Saturday, April 29: "Move Over, Sir!: Women Working on the Railroad" Exhibit Opening

Union Pacific Railroad Museum’s newest exhibit,  “Move Over, Sir: Women Working on the Railroad” will open Saturday, April 29 at 10 a.m.  The exhibit’s grand opening will follow an official ribbon cutting by Council Bluffs Mayor Matt Walsh. The public is invited to attend this special event, which also includes appearances by groundbreaking Union Pacific railroaders Bonnie Leake and Edwina Justus.

Centuries of American history have seen gender wielded as a weapon to limit women’s opportunities within the workplace. Despite this, during wartime and periods of economic upheaval, women slowly transitioned into positions of authority, knowledge and skill in all areas of the workforce – including at American railroads. In fact, women have served in critical railroad roles since the early 19th century, working to build America right alongside men.
When the railroad allowed the American public to move westward, it not only opened up possibilities for men seeking their fortunes, but also for women seeking opportunities outside of the home. In the late 1830s and 40s, telegraph lines expanded alongside new railroad tracks and created new professional opportunities for women, despite continuing social norms discouraging women working outside of the home and interacting with the public.
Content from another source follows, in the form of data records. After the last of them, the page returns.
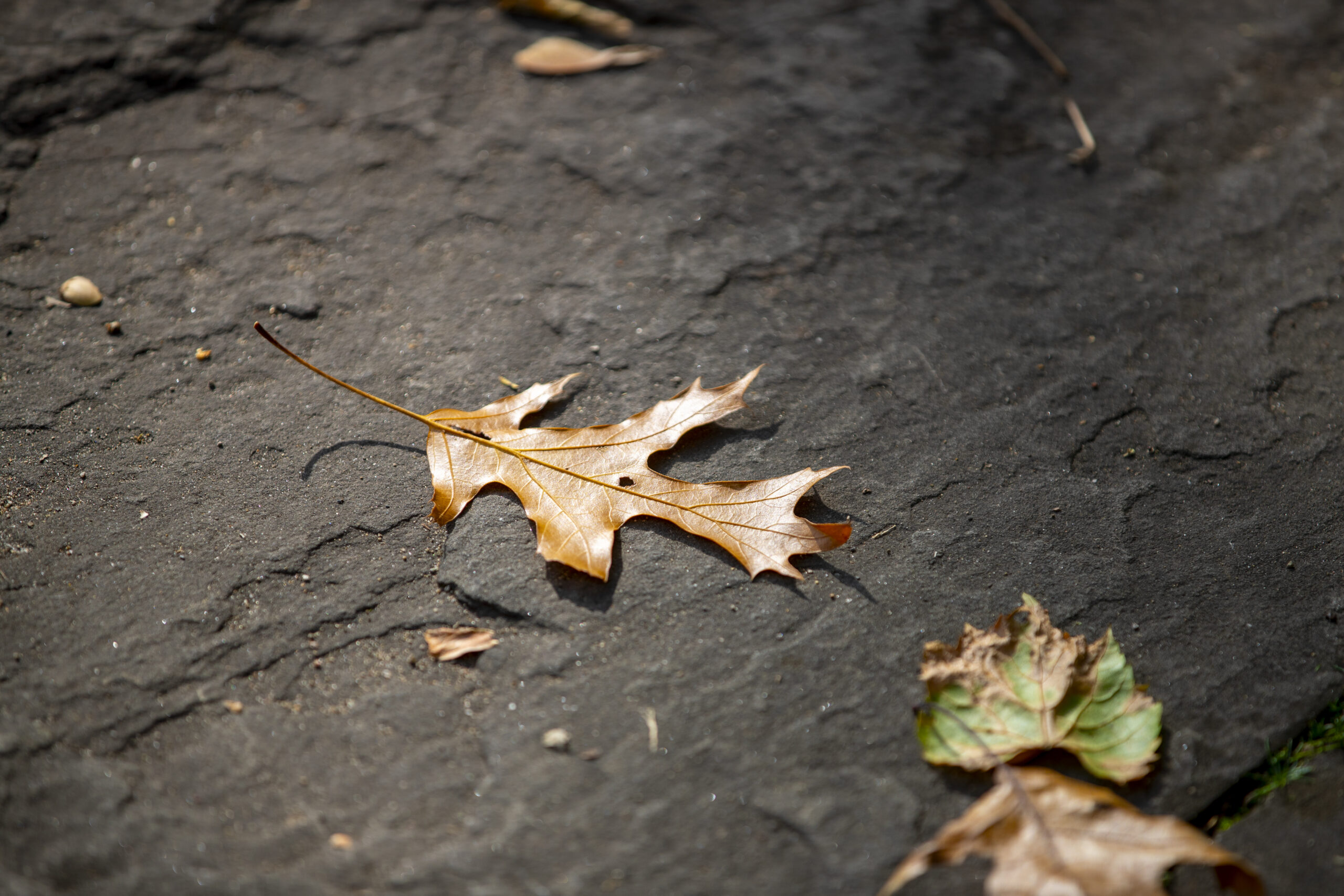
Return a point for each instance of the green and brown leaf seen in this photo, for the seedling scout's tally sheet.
(1025, 686)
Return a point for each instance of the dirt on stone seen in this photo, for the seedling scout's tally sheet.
(1116, 388)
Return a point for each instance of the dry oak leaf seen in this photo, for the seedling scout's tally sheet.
(1025, 687)
(580, 486)
(1050, 835)
(452, 642)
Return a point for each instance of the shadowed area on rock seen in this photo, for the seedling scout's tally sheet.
(1116, 390)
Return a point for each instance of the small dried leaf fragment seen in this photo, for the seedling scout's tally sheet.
(1025, 687)
(612, 25)
(565, 57)
(457, 641)
(1047, 833)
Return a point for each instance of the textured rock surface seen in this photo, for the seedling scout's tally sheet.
(869, 198)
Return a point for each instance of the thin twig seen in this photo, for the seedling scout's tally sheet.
(651, 719)
(1089, 147)
(1030, 35)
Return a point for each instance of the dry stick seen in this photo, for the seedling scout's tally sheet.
(651, 719)
(1089, 147)
(1007, 14)
(1004, 773)
(1030, 35)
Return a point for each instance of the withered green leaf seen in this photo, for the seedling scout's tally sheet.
(1053, 835)
(1025, 686)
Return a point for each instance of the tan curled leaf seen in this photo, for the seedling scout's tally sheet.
(612, 25)
(1047, 833)
(452, 642)
(580, 486)
(565, 57)
(1025, 686)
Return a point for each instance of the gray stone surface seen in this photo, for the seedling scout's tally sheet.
(872, 199)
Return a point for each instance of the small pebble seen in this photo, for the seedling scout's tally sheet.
(81, 291)
(557, 739)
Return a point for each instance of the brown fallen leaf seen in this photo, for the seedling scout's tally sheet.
(457, 641)
(612, 25)
(580, 486)
(1023, 687)
(565, 57)
(1047, 833)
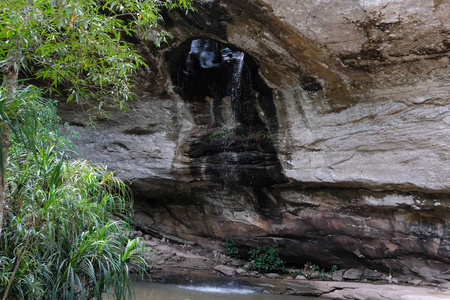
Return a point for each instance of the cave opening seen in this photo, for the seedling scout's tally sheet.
(234, 142)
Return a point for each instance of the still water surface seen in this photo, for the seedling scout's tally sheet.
(158, 291)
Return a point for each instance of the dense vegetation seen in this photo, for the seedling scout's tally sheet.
(61, 239)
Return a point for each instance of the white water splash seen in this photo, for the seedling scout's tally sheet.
(217, 290)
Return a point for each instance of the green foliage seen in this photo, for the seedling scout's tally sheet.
(60, 239)
(266, 259)
(311, 271)
(231, 249)
(77, 46)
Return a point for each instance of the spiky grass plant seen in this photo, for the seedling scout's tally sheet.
(60, 238)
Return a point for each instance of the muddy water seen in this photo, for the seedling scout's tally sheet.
(158, 291)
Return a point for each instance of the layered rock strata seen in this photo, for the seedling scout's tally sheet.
(336, 147)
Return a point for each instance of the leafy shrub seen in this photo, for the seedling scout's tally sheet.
(60, 239)
(231, 249)
(311, 271)
(266, 259)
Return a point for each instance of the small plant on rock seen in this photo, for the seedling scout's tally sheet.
(266, 259)
(231, 249)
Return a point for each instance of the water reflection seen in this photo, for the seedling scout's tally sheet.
(158, 291)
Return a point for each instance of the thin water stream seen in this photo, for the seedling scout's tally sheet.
(159, 291)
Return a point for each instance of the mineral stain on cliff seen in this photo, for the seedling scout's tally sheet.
(234, 112)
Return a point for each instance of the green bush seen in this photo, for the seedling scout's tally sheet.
(60, 239)
(231, 249)
(266, 259)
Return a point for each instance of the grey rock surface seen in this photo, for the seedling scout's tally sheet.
(350, 112)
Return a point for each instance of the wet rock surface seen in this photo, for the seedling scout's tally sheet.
(342, 155)
(192, 264)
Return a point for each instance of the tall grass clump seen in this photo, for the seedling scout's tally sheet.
(60, 238)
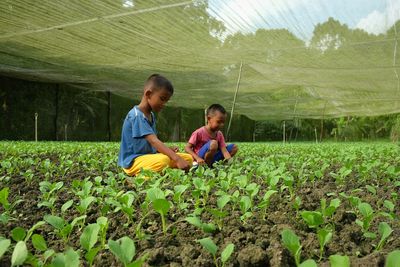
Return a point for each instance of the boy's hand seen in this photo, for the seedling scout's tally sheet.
(200, 161)
(174, 148)
(182, 164)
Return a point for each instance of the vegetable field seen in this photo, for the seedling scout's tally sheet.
(68, 204)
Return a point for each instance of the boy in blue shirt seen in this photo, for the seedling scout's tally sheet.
(139, 142)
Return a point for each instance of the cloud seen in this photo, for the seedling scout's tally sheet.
(378, 22)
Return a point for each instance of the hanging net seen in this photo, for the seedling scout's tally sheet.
(300, 59)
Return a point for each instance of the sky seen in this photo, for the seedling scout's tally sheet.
(301, 16)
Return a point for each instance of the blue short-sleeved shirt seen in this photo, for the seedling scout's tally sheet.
(133, 144)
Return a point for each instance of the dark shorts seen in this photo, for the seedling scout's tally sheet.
(218, 156)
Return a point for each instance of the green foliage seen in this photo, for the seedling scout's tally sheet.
(292, 243)
(212, 248)
(19, 254)
(385, 231)
(393, 259)
(339, 261)
(124, 249)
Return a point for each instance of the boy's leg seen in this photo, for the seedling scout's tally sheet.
(208, 151)
(232, 149)
(185, 156)
(155, 162)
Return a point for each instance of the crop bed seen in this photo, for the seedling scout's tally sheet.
(68, 204)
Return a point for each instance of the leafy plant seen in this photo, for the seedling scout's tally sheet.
(292, 243)
(49, 195)
(367, 214)
(339, 261)
(393, 259)
(206, 227)
(62, 227)
(88, 239)
(385, 231)
(124, 249)
(68, 259)
(324, 236)
(313, 218)
(8, 207)
(212, 248)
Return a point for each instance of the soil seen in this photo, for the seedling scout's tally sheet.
(257, 241)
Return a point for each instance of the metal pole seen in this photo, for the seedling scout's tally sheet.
(284, 132)
(234, 99)
(36, 115)
(316, 137)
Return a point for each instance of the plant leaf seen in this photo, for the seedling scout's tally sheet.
(209, 245)
(20, 254)
(339, 261)
(227, 252)
(89, 236)
(38, 242)
(4, 245)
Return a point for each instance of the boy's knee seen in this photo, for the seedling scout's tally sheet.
(213, 145)
(163, 162)
(234, 150)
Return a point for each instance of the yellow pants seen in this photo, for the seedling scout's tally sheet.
(155, 162)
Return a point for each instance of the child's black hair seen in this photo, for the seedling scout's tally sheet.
(215, 107)
(157, 81)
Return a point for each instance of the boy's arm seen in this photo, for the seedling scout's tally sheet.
(226, 153)
(162, 148)
(189, 150)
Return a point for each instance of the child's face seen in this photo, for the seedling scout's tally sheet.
(216, 121)
(158, 98)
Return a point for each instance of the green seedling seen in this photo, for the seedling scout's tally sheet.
(68, 259)
(312, 218)
(341, 175)
(219, 214)
(339, 261)
(368, 215)
(103, 223)
(245, 207)
(8, 207)
(20, 254)
(178, 191)
(212, 248)
(328, 211)
(264, 204)
(389, 206)
(157, 197)
(206, 227)
(324, 236)
(371, 189)
(202, 189)
(62, 227)
(384, 231)
(162, 206)
(393, 259)
(84, 204)
(88, 239)
(49, 194)
(66, 206)
(297, 204)
(124, 250)
(292, 243)
(39, 243)
(4, 245)
(19, 233)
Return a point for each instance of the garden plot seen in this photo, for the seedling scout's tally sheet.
(68, 204)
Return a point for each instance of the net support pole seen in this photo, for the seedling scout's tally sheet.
(284, 132)
(234, 100)
(36, 116)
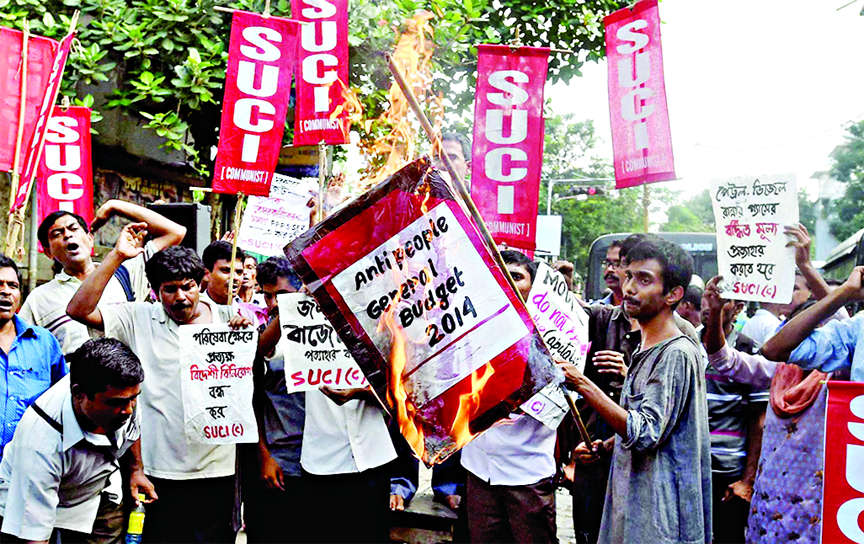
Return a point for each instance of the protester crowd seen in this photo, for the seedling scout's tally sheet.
(702, 431)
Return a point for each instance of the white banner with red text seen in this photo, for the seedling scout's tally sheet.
(507, 155)
(641, 137)
(322, 72)
(261, 60)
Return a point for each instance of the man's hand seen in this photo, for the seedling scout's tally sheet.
(130, 243)
(801, 243)
(741, 489)
(139, 483)
(341, 396)
(271, 472)
(610, 362)
(239, 322)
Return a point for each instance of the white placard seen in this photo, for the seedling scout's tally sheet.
(453, 314)
(216, 381)
(563, 324)
(750, 214)
(269, 224)
(314, 354)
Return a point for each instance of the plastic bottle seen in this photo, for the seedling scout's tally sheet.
(136, 522)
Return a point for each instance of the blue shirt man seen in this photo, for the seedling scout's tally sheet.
(31, 360)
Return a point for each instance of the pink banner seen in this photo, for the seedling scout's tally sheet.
(322, 72)
(65, 177)
(40, 58)
(641, 139)
(843, 494)
(260, 61)
(507, 155)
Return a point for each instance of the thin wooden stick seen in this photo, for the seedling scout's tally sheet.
(238, 212)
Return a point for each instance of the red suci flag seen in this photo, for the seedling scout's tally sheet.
(843, 492)
(40, 59)
(322, 72)
(65, 176)
(641, 138)
(507, 155)
(257, 88)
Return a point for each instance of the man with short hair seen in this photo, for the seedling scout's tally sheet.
(68, 240)
(61, 471)
(660, 484)
(217, 261)
(196, 481)
(510, 491)
(30, 357)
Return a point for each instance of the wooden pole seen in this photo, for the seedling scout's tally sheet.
(238, 212)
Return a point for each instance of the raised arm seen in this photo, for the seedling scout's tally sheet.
(780, 346)
(164, 231)
(84, 305)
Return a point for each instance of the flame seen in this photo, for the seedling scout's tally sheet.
(396, 148)
(468, 405)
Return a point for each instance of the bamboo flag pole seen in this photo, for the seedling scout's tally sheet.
(238, 212)
(463, 193)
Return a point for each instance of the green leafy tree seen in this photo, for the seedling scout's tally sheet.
(848, 167)
(568, 155)
(167, 57)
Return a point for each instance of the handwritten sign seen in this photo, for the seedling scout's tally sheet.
(752, 256)
(216, 380)
(415, 294)
(269, 224)
(563, 324)
(314, 353)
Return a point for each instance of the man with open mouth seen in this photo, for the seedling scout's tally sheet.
(68, 240)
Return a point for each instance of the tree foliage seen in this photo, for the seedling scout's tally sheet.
(848, 167)
(167, 58)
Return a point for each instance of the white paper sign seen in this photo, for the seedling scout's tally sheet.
(216, 381)
(314, 354)
(563, 324)
(269, 223)
(752, 256)
(454, 315)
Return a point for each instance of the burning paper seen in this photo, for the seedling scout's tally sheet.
(416, 296)
(216, 380)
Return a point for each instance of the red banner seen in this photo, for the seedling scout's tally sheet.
(322, 72)
(416, 296)
(65, 177)
(507, 155)
(40, 58)
(843, 495)
(37, 139)
(641, 139)
(260, 61)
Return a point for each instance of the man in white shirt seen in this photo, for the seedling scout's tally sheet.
(61, 471)
(68, 240)
(196, 481)
(510, 493)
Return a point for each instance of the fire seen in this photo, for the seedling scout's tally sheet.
(468, 405)
(393, 150)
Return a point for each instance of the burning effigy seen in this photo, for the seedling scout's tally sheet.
(414, 292)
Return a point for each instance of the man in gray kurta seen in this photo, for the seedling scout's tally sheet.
(660, 483)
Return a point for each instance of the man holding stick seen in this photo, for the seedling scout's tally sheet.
(660, 482)
(195, 481)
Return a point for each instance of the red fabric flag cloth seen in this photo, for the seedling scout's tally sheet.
(641, 138)
(507, 154)
(322, 72)
(65, 177)
(843, 492)
(40, 55)
(261, 59)
(415, 294)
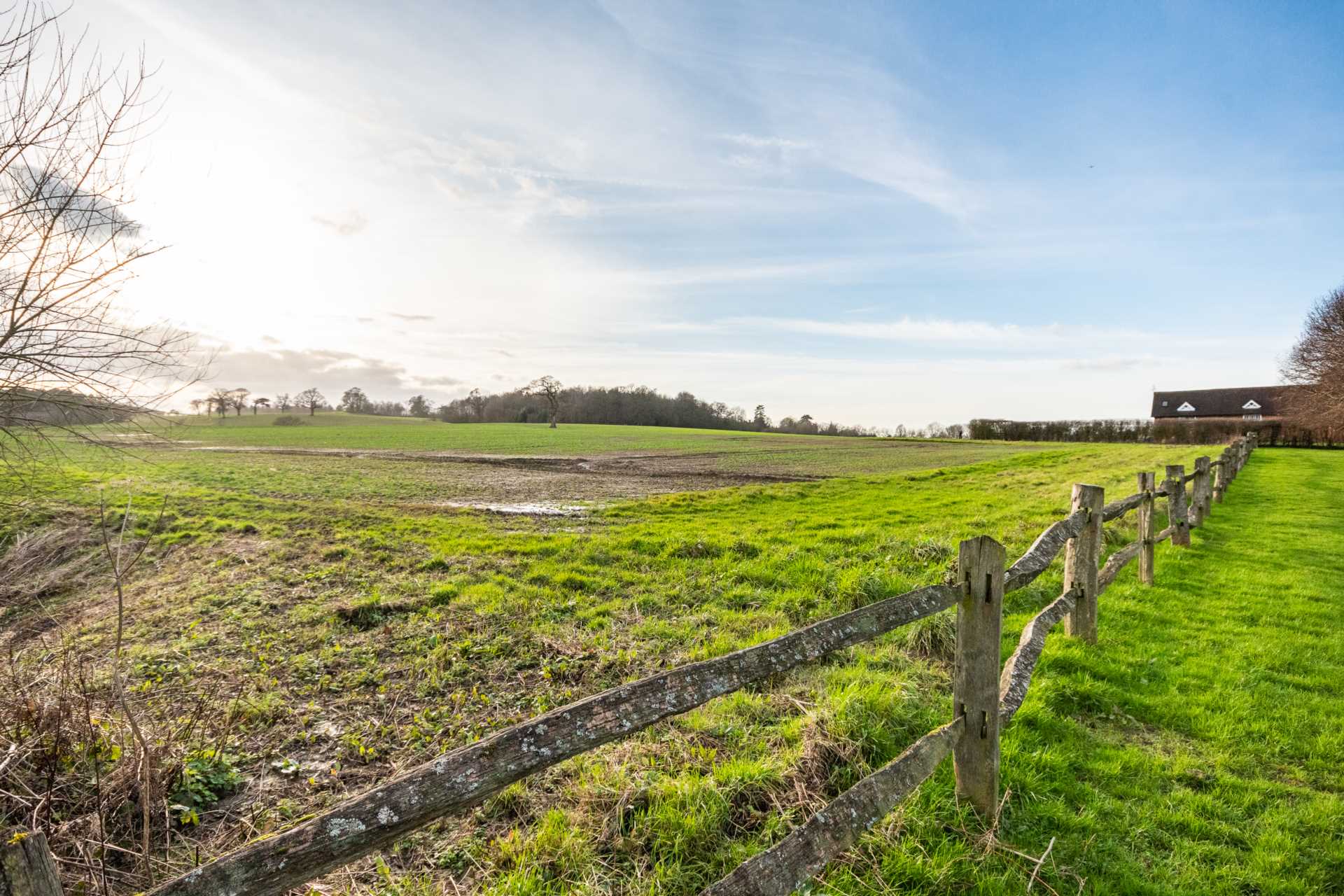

Early pioneer women telegraphers were still the exception rather than the rule, but they blazed a trail for women to follow in the century of progress to come.
“Move Over, Sir!” traces the contributions that women have made to the railroad industry over the past 150 years, calling out specific women and their unique contributions to the industry.

“We are delighted to be able to welcome Bonnie Leake, Union Pacific’s first female engineer, to the museum for the grand opening,” said Patricia LaBounty, museum manager. “Bonnie will be joined at the event by Edwina Justus, UP’s first black female engineer. It’s a great honor to host these trailblazing women at the museum and to highlight their accomplishments.” 

The exhibit will be open from April 29 until Oct. 28, 2017. Admission to the special exhibit is free.